The integral of 1/x is log(x). For u=x+delta, the area under the curve between 1/u and 1/(u+1) is exactly log(u)-log(u-1) and approximately 1/x for some delta. Define f(delta,x)=log(x+delta)-log(x+delta-1). We experiment with different values of the delta offset, seeking to approximate 1/x well.

The value delta=0.5 is optimal for large x in the following sense. Define the error function Y(delta,x)=1/f(delta,x) - x. Then (limit (x tends to infinity) of Y(0.5,x)) = 0. However, approximations for small x are not so good: f(0.5,1) = 1.0986 = 1/0.9102. f(0.5,2) = 1/1.9576.

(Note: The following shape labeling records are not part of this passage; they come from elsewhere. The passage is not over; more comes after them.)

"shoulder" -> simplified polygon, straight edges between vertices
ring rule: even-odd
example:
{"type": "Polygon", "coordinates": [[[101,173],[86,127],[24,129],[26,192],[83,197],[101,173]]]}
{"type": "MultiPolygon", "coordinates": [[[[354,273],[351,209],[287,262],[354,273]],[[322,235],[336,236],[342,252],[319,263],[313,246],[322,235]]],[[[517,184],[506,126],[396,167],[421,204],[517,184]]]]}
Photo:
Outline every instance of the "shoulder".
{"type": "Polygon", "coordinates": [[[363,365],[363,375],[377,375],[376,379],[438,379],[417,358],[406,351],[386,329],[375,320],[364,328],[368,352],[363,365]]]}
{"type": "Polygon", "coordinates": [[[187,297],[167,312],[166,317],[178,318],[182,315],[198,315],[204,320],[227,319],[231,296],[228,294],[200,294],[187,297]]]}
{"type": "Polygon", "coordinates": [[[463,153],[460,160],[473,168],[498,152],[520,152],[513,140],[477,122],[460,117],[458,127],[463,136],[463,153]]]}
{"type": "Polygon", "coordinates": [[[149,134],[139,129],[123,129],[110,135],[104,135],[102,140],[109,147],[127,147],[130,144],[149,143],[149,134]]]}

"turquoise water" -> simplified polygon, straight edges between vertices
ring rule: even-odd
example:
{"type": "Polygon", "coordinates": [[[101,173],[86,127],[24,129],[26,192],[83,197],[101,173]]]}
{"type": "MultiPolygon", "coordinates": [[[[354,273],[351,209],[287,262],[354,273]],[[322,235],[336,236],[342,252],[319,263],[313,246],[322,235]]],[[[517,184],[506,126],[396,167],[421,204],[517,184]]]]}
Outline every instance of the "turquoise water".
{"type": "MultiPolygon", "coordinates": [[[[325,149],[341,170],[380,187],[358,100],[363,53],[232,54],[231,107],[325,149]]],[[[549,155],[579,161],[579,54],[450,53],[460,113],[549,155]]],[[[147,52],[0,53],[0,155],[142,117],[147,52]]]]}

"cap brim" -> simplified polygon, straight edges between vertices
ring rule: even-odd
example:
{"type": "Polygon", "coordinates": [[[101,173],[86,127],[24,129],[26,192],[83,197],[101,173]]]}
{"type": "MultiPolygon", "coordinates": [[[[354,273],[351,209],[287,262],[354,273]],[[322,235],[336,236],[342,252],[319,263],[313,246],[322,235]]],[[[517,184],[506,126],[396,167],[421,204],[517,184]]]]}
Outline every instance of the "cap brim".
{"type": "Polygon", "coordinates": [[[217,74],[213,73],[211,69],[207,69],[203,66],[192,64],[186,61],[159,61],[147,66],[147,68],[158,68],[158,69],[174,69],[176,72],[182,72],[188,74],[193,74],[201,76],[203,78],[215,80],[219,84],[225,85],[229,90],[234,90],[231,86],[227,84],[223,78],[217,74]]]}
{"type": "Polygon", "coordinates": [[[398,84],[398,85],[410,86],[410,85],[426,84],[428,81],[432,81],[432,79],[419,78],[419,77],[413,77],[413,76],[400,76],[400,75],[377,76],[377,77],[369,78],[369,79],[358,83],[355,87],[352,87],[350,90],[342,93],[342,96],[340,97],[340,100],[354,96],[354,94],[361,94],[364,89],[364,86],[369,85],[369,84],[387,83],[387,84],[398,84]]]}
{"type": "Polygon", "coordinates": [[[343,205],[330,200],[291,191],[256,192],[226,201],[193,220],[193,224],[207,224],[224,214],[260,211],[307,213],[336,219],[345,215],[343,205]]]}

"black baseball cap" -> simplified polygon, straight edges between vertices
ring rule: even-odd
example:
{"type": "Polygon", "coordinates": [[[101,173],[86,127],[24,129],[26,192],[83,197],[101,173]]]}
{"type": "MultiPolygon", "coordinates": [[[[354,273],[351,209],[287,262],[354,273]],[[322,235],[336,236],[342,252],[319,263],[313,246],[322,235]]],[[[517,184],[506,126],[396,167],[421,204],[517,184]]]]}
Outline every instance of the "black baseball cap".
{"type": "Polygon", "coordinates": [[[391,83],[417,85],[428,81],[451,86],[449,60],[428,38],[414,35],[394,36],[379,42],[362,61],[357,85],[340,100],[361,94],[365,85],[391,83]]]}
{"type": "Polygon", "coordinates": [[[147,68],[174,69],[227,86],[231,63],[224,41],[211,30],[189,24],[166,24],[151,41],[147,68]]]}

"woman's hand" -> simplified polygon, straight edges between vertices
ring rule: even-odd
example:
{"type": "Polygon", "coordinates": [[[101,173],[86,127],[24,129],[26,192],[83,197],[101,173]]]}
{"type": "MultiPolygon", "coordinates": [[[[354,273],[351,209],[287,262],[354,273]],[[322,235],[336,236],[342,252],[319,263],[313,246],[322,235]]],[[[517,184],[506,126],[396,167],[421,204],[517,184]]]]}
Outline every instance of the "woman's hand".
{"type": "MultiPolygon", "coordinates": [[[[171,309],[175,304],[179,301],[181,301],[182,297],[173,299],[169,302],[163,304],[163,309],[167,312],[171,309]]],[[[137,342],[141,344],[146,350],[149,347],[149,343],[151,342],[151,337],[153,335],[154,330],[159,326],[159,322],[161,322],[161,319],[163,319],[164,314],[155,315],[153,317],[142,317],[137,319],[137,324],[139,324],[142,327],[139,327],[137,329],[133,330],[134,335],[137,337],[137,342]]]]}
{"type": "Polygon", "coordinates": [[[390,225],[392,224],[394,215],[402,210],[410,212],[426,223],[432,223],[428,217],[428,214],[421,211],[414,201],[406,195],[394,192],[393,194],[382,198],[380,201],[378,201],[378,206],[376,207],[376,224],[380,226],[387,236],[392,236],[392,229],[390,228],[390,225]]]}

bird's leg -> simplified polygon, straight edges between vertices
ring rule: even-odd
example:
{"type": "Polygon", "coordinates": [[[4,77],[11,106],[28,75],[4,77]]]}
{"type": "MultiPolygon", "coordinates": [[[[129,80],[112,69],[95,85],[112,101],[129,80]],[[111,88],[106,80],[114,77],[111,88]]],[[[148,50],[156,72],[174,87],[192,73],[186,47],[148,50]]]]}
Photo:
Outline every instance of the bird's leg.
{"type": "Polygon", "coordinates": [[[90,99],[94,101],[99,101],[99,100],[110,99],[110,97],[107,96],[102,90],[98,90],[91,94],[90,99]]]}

The value delta1=1/(e-1) = 0.581976706869326424385 causes the approximation to be exact at (only) x=1: f(delta1,1)=1. f(delta1,2)=1/2.0413.

For general delta, we claim without proof that (limit (x tends to infinity) of Y(delta,x)) = delta-0.5. For the above value delta1, f(delta1,x) ~= 1/(x+0.081976706869326424385) for large x.

Motivation is to sample from the Zipf distribution without having to compute and store partial sums of the harmonic series. Could also do a hybrid approach of computing and storing the probabilities of the more frequent items and using the above continuous approximation for the rest.